Vu les autres pièces du dossier.
Vu :
- le code des procédures civiles d’exécution ;
- la n° 2007-290 du 5 mars 2007 instituant le droit au logement opposable et portant diverses mesures en faveur de la cohésion sociale ;
- le code de justice administrative.
La présidente du tribunal a désigné M. Chenevey, président, pour statuer sur les demandes de référé.
Considérant ce qui suit :
Aux termes de l’article L. 521-2 du code de justice administrative : « Saisi d’une demande en ce sens justifiée par l’urgence, le juge des référés peut ordonner toutes mesures nécessaires à la sauvegarde d’une liberté fondamentale à laquelle une personne morale de droit public ou un organisme de droit privé chargé de la gestion d’un service public aurait porté, dans l’exercice d’un de ses pouvoirs, une atteinte grave et manifestement illégale. Le juge des référés se prononce dans un délai de quarante-huit heures. » En vertu de l’article L. 522‑3 du même code, le juge des référés peut, par une ordonnance motivée, rejeter une requête sans instruction ni audience lorsque la condition d’urgence n’est pas remplie ou lorsqu’il apparaît manifeste, au vu de la demande, que celle-ci ne relève pas de la compétence de la juridiction administrative, qu’elle est irrecevable ou qu’elle est mal fondée.
Il appartient à toute personne demandant au juge administratif d’ordonner des mesures nécessaires à la sauvegarde d’une liberté fondamentale sur le fondement de l’article L. 521-2 du code de justice administrative de justifier des circonstances particulières caractérisant la nécessité pour elle de bénéficier à très bref délai d’une mesure de la nature de celles qui peuvent être ordonnées sur le fondement de cet article.

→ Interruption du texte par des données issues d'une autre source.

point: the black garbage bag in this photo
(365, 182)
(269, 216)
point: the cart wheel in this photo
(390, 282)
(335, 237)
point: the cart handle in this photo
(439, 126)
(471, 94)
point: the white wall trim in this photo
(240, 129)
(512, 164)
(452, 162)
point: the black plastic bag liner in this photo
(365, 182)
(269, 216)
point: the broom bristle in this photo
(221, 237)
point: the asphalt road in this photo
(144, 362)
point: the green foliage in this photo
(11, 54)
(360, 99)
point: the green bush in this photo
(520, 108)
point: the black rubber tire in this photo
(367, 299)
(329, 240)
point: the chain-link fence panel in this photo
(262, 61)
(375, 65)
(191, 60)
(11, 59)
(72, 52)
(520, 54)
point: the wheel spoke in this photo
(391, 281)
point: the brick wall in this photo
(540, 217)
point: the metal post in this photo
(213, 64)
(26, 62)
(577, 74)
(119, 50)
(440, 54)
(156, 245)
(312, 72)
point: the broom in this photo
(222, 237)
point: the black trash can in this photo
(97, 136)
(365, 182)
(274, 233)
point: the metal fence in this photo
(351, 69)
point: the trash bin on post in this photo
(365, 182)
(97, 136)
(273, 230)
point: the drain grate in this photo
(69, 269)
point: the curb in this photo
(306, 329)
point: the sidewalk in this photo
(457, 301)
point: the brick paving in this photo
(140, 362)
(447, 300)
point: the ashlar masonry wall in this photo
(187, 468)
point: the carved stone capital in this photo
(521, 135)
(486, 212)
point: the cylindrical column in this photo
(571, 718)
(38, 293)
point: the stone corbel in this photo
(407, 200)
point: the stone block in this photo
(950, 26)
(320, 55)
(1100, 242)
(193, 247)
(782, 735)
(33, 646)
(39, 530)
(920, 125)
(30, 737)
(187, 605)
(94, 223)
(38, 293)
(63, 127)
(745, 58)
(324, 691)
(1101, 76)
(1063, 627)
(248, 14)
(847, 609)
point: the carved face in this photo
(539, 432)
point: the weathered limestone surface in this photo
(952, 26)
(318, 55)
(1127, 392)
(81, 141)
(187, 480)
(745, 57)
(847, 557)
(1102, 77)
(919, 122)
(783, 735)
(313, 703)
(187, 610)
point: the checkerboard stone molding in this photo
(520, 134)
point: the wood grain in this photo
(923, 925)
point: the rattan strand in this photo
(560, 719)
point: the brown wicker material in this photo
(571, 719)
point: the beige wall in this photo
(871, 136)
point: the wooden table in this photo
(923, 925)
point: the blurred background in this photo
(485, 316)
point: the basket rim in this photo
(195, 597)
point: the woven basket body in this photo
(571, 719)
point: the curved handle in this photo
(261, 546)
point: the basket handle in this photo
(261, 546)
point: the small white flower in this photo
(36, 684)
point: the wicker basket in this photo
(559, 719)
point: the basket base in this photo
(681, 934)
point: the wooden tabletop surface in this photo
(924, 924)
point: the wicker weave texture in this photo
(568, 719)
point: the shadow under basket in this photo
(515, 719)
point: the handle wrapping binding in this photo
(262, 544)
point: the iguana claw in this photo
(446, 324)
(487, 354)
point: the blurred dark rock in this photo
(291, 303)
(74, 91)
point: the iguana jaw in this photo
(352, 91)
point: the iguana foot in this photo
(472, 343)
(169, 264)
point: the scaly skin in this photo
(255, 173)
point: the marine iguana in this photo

Il appartient au juge des référés d’apprécier, au vu des éléments que lui soumet le requérant comme de l’ensemble des circonstances de l’espèce, si la condition d’urgence particulière requise par l’article L. 521-2 est satisfaite, en prenant en compte la situation du requérant et les intérêts qu’il entend défendre mais aussi l’intérêt public qui s’attache à l’exécution des mesures prises par l’administration.
Par un courrier du 8 août 2025, la préfète de l'Ain a demandé à Mme B... de prendre toutes les dispositions nécessaires pour quitter le logement qu’elle occupe sans droit ni titre, situé 2199 route de Genève à Beynost, « avant que l’expulsion n’aille à son terme », et l’a invitée à régulariser sa situation et à contacter le référent social, pour rechercher avec lui une solution à sa situation, ou à déposer une demande de logement social. Ainsi, contrairement à ce que soutient la requérante, la préfète de l’Ain, par ce courrier, n’a pas décidé d’accorder le concours de la force publique en vue de l’expulsion de son logement, ni même d’ailleurs ne l’a mise en demeure de quitter les lieux, en application de l’article 38 de la loi visée ci-dessus du 5 mars 2007. Mme B... n’est ainsi pas fondée à soutenir qu’elle est exposée à une expulsion imminente de son logement, laquelle, selon elle, comporterait des conséquences dramatiques et irréversibles sur sa situation.
Il résulte de ce qui précède que la requête de Mme B... ne présentant pas un caractère d’urgence propre à justifier une intervention du juge des référés sur le fondement de l’article L. 521-2 du code de justice administrative, doit être rejetée selon la modalité prévue par l’article L. 522-3 du même code, y compris les conclusions à fin d’injonction et celles tendant au remboursement des frais non compris dans les dépens.
ORDONNE :
Article 1er : La requête de Mme B... est rejetée.
Article 2 : La présente ordonnance sera notifiée à Mme A... B....
Copie en sera adressée à la préfète de l'Ain.
Fait à Lyon le 10 octobre 2025.
Le juge des référés
J.-P. Chenevey
La République mande et ordonne à la préfète de l'Ain, en ce qui la concerne, ou à tous commissaires de justice à ce requis, en ce qui concerne les voies de droit commun contre les parties privées, de pourvoir à l'exécution de la présente décision.